Fazit: Altcoins sind mehr als Alternativen zu Bitcoin
Altcoins sind alle Kryptowährungen außer Bitcoin. Hinter dem gemeinsamen Namen stehen jedoch sehr unterschiedliche Netzwerke, Token und Anwendungsfälle. Ethereum, Stablecoins, DeFi-Token und Memecoins lassen sich deshalb nicht sinnvoll über einen Kamm scheren.
Für Anfänger ist vor allem wichtig, jedes Projekt einzeln zu betrachten. Prüfe Nutzen, Nutzung, Sicherheit, Token-Verteilung und Risiken, bevor Du Dich mit möglichen Kursgewinnen beschäftigst. Ein bekannter Name oder ein niedriger Preis pro Coin ist noch kein Qualitätsmerkmal.
Häufige Fragen zu Altcoins
Ist Ethereum ein Altcoin?
Ja. Nach der üblichen Definition ist jede Kryptowährung außer Bitcoin ein Altcoin. Ethereum wird aufgrund seiner Größe und Bedeutung teilweise als eigene Kategorie betrachtet, gehört begrifflich aber weiterhin zu den Altcoins.
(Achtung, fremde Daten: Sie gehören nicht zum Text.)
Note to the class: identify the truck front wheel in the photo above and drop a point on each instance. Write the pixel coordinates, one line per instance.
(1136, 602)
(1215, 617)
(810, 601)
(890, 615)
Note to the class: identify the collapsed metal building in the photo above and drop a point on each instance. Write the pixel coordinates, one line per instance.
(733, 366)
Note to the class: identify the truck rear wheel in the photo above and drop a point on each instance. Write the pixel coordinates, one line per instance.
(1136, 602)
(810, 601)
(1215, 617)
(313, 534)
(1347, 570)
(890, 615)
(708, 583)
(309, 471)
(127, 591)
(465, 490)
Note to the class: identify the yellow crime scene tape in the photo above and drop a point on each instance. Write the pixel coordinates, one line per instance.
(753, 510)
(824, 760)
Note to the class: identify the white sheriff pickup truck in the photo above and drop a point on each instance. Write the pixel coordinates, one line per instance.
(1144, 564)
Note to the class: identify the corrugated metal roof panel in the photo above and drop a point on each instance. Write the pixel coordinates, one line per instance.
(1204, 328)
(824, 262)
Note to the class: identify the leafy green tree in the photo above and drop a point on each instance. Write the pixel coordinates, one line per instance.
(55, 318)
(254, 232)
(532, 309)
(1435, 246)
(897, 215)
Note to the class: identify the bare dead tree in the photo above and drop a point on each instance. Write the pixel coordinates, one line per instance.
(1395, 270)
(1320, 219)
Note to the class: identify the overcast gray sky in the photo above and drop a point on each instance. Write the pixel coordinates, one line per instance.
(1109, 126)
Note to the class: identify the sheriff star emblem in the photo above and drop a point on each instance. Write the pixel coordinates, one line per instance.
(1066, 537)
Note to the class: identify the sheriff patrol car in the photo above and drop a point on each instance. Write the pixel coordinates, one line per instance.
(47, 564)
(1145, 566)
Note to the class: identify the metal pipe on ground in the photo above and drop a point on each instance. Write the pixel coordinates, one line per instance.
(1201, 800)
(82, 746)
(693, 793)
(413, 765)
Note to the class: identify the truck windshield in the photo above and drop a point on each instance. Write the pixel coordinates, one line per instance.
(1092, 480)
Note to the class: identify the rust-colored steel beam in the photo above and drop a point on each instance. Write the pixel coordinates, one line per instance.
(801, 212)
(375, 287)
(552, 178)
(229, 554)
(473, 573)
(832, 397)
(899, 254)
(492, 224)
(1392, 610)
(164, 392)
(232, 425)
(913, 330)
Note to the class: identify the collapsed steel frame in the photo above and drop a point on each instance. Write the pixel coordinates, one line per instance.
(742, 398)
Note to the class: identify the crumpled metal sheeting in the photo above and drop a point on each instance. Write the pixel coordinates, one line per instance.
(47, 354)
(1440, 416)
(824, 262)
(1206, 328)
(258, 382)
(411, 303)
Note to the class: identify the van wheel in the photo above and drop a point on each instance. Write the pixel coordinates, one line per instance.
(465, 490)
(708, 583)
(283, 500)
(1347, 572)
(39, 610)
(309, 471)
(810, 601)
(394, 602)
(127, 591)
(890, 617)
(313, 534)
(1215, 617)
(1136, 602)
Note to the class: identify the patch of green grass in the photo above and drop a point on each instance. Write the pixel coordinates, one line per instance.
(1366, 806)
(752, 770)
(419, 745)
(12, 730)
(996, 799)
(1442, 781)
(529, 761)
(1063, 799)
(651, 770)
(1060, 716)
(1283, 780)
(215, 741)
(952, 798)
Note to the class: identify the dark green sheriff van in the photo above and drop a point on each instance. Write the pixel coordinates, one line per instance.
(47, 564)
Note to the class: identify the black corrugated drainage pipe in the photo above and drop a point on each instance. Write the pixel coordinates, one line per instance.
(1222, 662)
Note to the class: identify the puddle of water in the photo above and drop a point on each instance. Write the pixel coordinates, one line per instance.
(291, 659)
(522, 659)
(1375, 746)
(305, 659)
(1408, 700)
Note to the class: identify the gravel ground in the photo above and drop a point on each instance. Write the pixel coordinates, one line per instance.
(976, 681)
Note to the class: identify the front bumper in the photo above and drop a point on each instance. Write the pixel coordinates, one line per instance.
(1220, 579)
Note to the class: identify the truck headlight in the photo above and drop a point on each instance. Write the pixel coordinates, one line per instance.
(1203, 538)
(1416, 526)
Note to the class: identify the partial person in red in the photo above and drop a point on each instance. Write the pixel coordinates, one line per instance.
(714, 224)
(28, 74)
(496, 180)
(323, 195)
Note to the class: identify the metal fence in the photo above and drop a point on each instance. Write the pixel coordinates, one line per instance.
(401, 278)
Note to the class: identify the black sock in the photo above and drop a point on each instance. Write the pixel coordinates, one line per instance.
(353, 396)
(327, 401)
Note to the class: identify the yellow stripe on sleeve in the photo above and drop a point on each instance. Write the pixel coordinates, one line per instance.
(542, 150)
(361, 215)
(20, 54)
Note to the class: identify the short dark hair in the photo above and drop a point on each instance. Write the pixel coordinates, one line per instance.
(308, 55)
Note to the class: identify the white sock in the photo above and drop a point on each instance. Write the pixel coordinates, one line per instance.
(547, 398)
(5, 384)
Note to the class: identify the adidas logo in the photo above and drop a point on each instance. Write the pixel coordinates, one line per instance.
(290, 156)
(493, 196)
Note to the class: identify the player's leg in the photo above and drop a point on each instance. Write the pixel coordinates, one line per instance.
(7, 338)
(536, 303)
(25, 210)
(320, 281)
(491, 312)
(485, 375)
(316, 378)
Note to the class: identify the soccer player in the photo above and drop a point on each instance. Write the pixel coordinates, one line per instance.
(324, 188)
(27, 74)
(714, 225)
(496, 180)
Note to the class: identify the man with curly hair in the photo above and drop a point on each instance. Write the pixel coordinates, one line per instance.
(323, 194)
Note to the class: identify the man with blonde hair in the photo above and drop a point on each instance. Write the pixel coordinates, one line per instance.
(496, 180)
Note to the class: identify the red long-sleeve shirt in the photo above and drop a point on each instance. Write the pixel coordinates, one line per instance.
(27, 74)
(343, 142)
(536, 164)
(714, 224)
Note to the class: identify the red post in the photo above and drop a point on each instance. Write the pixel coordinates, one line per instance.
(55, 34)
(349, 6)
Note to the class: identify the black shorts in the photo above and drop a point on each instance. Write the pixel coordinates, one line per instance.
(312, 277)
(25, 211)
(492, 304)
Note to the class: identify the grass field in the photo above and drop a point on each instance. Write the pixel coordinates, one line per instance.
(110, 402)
Was ist der größte Altcoin?
Ethereum ist gemessen an der Marktkapitalisierung seit Langem der größte Altcoin. Die konkrete Rangfolge weiterer Projekte kann sich durch Kursbewegungen verändern.
Sind Stablecoins Altcoins?
Nach der weiten Definition zählen auch Stablecoins zu den Altcoins, da sie nicht Bitcoin sind. Sie bilden jedoch eine eigene Untergruppe, weil ihr Wert möglichst stabil an eine Referenz wie den US-Dollar gekoppelt werden soll.
Sind Altcoins riskanter als Bitcoin?
Viele Altcoins sind jünger, kleiner und weniger liquide als Bitcoin. Dadurch bestehen häufig höhere technische, wirtschaftliche und regulatorische Risiken. Das Risiko muss dennoch für jedes Projekt einzeln bewertet werden.
Wie viele Altcoins gibt es?
Es existieren viele Tausend Altcoins und Token. Eine dauerhaft exakte Zahl ist nicht sinnvoll, weil ständig neue Projekte entstehen und andere nicht mehr aktiv gehandelt werden.